= Exploit (computer security) =

Method of attack on computer systems

An exploit is a method or piece of code that takes advantage of vulnerabilities in software, applications, networks, operating systems, or hardware, typically for malicious purposes. The term "exploit" derives from the English verb "to exploit," meaning "to use something to one’s own advantage." Exploits are designed to identify flaws, bypass security measures, gain unauthorized access to systems, take control of systems, install malware, or steal sensitive data. While an exploit by itself may not be a malware, it serves as a vehicle for delivering malicious software by breaching security controls.

Estimates of the economic cost of cyberattacks that rely on exploits vary widely depending on methodology and scope; a 2020 McAfee/CSIS report estimated the global cost of cybercrime at more than US$1 trillion annually. In response to this threat, organizations are increasingly utilizing cyber threat intelligence to identify vulnerabilities and prevent hacks before they occur.

== Description ==
Exploits target vulnerabilities, which are essentially flaws or weaknesses in a system's defenses. Common targets for exploits include operating systems, web browsers, and various applications, where hidden vulnerabilities can compromise the integrity and security of computer systems.
Exploits can cause unintended or unanticipated behavior in systems, potentially leading to severe security breaches.

Many exploits are designed to provide superuser-level access to a computer system.
Attackers may use multiple exploits in succession to first gain low-level access and then escalate privileges repeatedly until they reach the highest administrative level, often referred to as "root."
This technique of chaining several exploits together to perform a single attack is known as an exploit chain.

Exploits that remain unknown to everyone except the individuals who discovered and developed them are referred to as zero-day or "0day" exploits. After an exploit is disclosed to the authors of the affected software, the associated vulnerability is often fixed through a patch, rendering the exploit unusable. This is why some black hat hackers, as well as military or intelligence agency hackers, do not publish their exploits but keep them private. One scheme that offers zero-day exploits is known as exploit as a service.

== Classification ==
There are several methods of classifying exploits. Examples are by the component targeted, or by vulnerability type. The most common is by how the exploit communicates to the vulnerable software. Another classification is by the action against the vulnerable system, such as: unauthorized data access; arbitrary code execution; and denial of service.

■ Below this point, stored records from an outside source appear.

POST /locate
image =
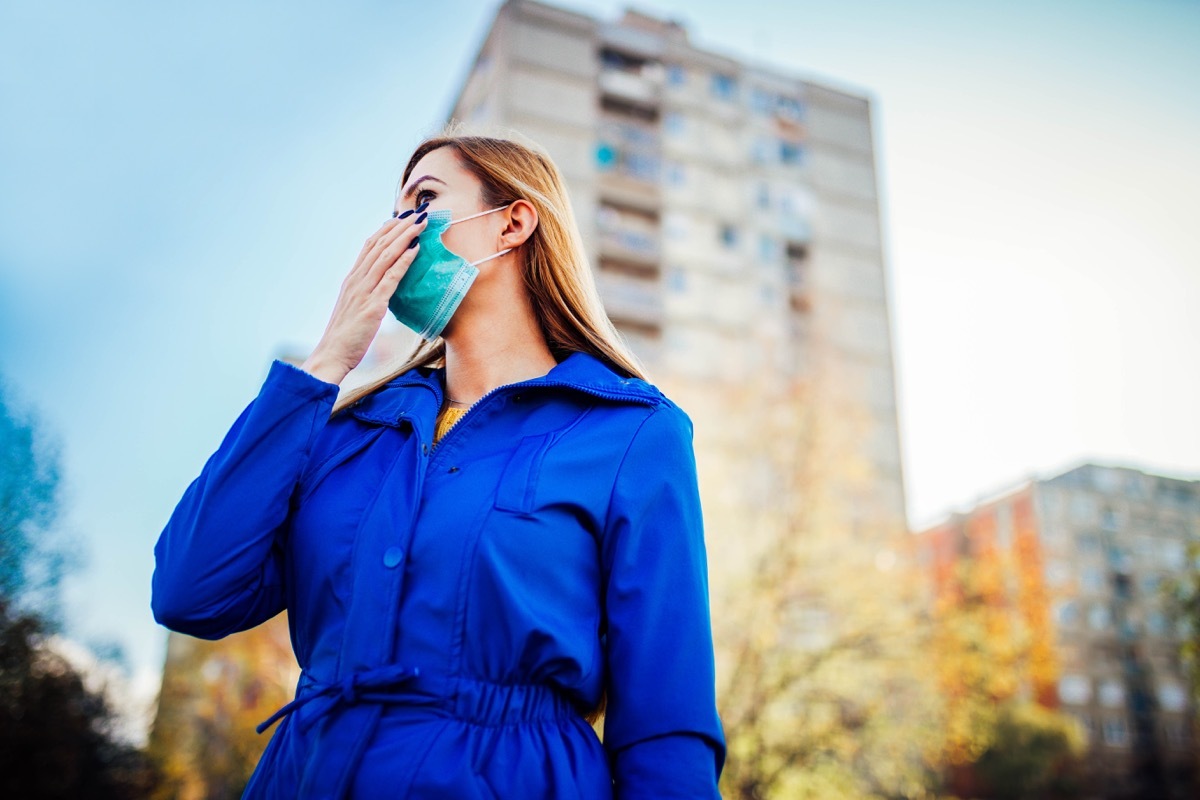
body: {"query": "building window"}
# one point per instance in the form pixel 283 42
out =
pixel 677 280
pixel 1066 613
pixel 762 150
pixel 1057 572
pixel 1092 581
pixel 676 174
pixel 1173 554
pixel 762 196
pixel 768 251
pixel 790 108
pixel 724 86
pixel 761 101
pixel 1111 693
pixel 1098 617
pixel 1173 697
pixel 1074 690
pixel 790 152
pixel 675 124
pixel 1116 733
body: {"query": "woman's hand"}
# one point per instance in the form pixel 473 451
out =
pixel 364 298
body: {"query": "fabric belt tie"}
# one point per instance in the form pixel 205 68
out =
pixel 367 686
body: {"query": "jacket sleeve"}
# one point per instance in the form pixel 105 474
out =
pixel 219 566
pixel 661 728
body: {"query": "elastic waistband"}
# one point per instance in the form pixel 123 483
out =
pixel 473 701
pixel 495 704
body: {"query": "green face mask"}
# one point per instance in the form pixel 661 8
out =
pixel 437 280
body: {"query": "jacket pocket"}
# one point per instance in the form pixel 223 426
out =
pixel 519 482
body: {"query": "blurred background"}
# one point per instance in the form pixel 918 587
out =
pixel 925 276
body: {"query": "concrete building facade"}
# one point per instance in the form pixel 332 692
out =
pixel 1085 558
pixel 731 216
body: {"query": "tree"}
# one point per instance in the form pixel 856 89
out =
pixel 213 696
pixel 1182 593
pixel 1033 752
pixel 823 685
pixel 57 738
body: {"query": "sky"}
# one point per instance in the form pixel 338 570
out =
pixel 184 186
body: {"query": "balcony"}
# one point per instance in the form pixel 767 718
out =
pixel 630 299
pixel 630 78
pixel 629 234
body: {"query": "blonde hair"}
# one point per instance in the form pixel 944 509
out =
pixel 557 275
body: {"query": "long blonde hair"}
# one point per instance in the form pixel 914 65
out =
pixel 557 275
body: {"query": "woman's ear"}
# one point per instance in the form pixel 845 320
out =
pixel 522 221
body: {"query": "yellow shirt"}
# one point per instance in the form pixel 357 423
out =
pixel 447 419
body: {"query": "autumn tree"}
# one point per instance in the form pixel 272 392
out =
pixel 823 681
pixel 213 696
pixel 58 737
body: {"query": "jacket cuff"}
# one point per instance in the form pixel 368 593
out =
pixel 294 380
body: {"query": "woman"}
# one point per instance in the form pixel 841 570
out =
pixel 479 549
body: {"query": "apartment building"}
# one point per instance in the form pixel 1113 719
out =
pixel 731 216
pixel 1083 560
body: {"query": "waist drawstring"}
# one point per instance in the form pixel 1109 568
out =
pixel 357 687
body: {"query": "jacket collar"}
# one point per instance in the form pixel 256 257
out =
pixel 419 391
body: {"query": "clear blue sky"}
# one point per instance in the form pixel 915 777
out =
pixel 183 187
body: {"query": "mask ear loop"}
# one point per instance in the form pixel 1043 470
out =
pixel 480 214
pixel 491 257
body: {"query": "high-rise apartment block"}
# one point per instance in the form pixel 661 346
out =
pixel 731 217
pixel 1081 561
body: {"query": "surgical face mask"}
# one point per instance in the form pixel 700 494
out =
pixel 437 280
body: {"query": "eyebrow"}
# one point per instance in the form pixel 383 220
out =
pixel 412 187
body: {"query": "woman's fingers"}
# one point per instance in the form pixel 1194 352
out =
pixel 402 250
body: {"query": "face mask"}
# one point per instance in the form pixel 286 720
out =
pixel 437 280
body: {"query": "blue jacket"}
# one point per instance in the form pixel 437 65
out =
pixel 455 607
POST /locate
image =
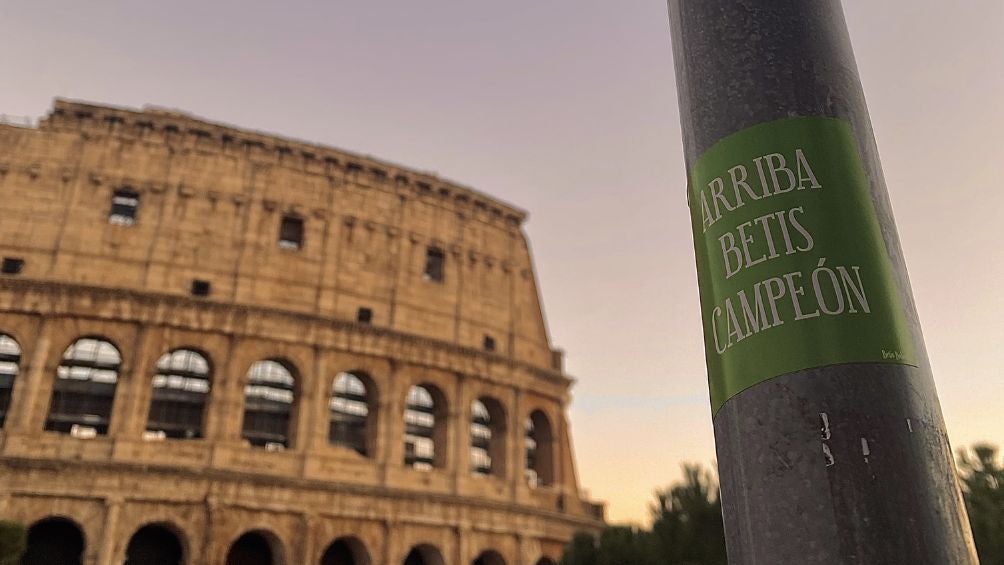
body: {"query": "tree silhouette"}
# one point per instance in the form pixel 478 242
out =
pixel 982 477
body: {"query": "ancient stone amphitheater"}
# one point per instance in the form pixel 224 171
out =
pixel 219 346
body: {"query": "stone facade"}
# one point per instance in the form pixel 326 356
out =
pixel 153 232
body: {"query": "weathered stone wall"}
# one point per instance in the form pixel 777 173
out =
pixel 211 202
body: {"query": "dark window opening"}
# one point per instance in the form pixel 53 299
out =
pixel 84 389
pixel 181 389
pixel 421 428
pixel 291 233
pixel 435 264
pixel 345 551
pixel 489 558
pixel 54 540
pixel 201 287
pixel 268 405
pixel 154 545
pixel 538 443
pixel 10 359
pixel 364 315
pixel 488 434
pixel 251 549
pixel 12 265
pixel 349 413
pixel 481 439
pixel 124 205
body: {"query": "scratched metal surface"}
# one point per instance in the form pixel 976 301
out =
pixel 845 464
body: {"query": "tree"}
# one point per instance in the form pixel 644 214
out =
pixel 13 542
pixel 982 476
pixel 581 550
pixel 687 521
pixel 687 530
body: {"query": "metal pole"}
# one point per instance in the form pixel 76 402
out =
pixel 830 440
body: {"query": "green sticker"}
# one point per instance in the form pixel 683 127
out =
pixel 791 265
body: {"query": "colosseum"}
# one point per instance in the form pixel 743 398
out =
pixel 219 346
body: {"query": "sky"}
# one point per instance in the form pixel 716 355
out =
pixel 568 109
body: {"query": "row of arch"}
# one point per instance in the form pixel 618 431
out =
pixel 59 541
pixel 84 389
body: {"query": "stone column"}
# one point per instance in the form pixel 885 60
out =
pixel 29 401
pixel 313 429
pixel 458 462
pixel 110 533
pixel 517 451
pixel 224 413
pixel 391 442
pixel 135 388
pixel 307 404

=== By method of communication ===
These include:
- Remote exploits – Works over a network and exploits the security vulnerability without any prior access to the vulnerable system.
- Local exploits – Requires prior access or physical access to the vulnerable system, and usually increases the privileges of the person running the exploit past those granted by the system administrator.

=== By targeted component ===
For example:
- Server-side exploits – Target vulnerabilities in server applications, such as web servers or database servers, often by sending maliciously crafted requests to exploit security flaws.
- Client-side exploits – Target vulnerabilities in client applications, such as web browsers (browser exploits) or media players. These exploits often require user interaction, like visiting a malicious website or opening a compromised file. Exploits against client applications may also require some interaction with the user and thus may be used in combination with the social engineering method.

=== By type of vulnerability ===
The classification of exploits based on the type of vulnerability they exploit and the result of running the exploit (e.g., elevation of privilege (EoP), denial of service (DoS), spoofing) is a common practice in cybersecurity. This approach helps in systematically identifying and addressing security threats. For instance, the STRIDE threat model categorizes threats into six types, including Spoofing, Tampering, Repudiation, Information Disclosure, Denial of Service, and Elevation of Privilege. Similarly, the National Vulnerability Database (NVD) categorizes vulnerabilities by types such as Authentication Bypass by Spoofing and Authorization Bypass.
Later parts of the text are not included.